Starring Austin Butler, Tom Hanks
Scott’s Review #1,299
Reviewed September 16, 2022
Once I knew that Australia’s own Baz Luhrmann was directing the new film Elvis (2022) I immediately formulated an expectation of what the film-watching experience would be like. I anticipated a certain type of filmmaking, an auteur artist merging fast-paced music videos with a dramatic biopic into a film.
Other Luhrmann offerings like Moulin Rouge (2001) and The Great Gatsby (2013) infuse contemporary musical elements and are highly visual and stylistic.

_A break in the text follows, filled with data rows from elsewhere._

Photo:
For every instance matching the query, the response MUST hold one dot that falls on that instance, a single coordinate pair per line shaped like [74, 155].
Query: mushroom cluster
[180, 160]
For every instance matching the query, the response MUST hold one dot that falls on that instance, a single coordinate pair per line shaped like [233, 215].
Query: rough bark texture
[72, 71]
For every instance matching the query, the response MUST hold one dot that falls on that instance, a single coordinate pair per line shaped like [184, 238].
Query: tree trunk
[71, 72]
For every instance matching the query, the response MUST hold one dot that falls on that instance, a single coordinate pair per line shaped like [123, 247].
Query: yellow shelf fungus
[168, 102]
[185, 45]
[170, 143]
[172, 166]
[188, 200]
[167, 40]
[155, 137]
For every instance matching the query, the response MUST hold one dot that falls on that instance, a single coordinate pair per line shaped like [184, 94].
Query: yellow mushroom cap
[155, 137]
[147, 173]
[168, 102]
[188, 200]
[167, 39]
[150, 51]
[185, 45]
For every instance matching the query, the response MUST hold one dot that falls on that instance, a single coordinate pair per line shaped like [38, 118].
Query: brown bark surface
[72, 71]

I knew what I was going to get and was prepared for it.
Elvis is no different and Luhrmann’s style is an unconventional risk not for everybody.
I mostly enjoyed the film but did not quite love it either, seeing both the good and the not-as-good.

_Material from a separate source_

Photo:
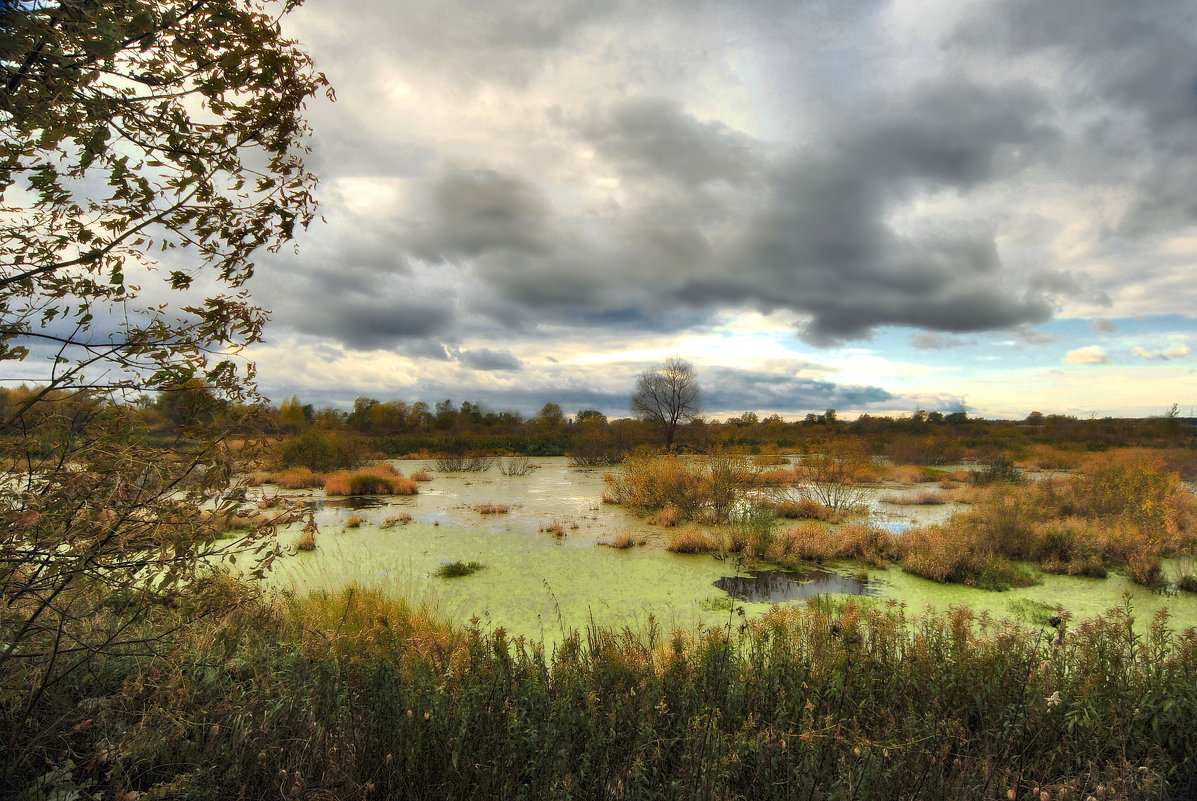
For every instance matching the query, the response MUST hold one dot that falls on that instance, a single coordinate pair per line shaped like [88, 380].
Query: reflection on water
[352, 502]
[777, 586]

At two hours and thirty-nine minutes, it goes on way too long.
Perhaps contradicting this point is that Elvis does get better as it goes along, at first feeling jarring, overwhelming, and all over the place with rapid editing and very quick camera work.
A Dramamine is suggested until one is comfortable with the sudden bursts of turbulence. I semi-joke but there is a period of sinking into Luhrmann’s style that is necessary especially if never having seen one of them.
The film explores the life and music of Elvis Presley (Austin Butler), and his complicated relationship with his opportunist manager, Colonel Tom Parker (Tom Hanks), and his wife Priscilla (Oliva De Jonge). The story delves into the singer’s rise to fame and the evolving cultural landscape in the United States during the 1950s and 1960s.
Like many films, the events start much later than the main story, in this case, 1997. Parker is on his deathbed and ruminates how he first met Elvis and made him into a legendary icon.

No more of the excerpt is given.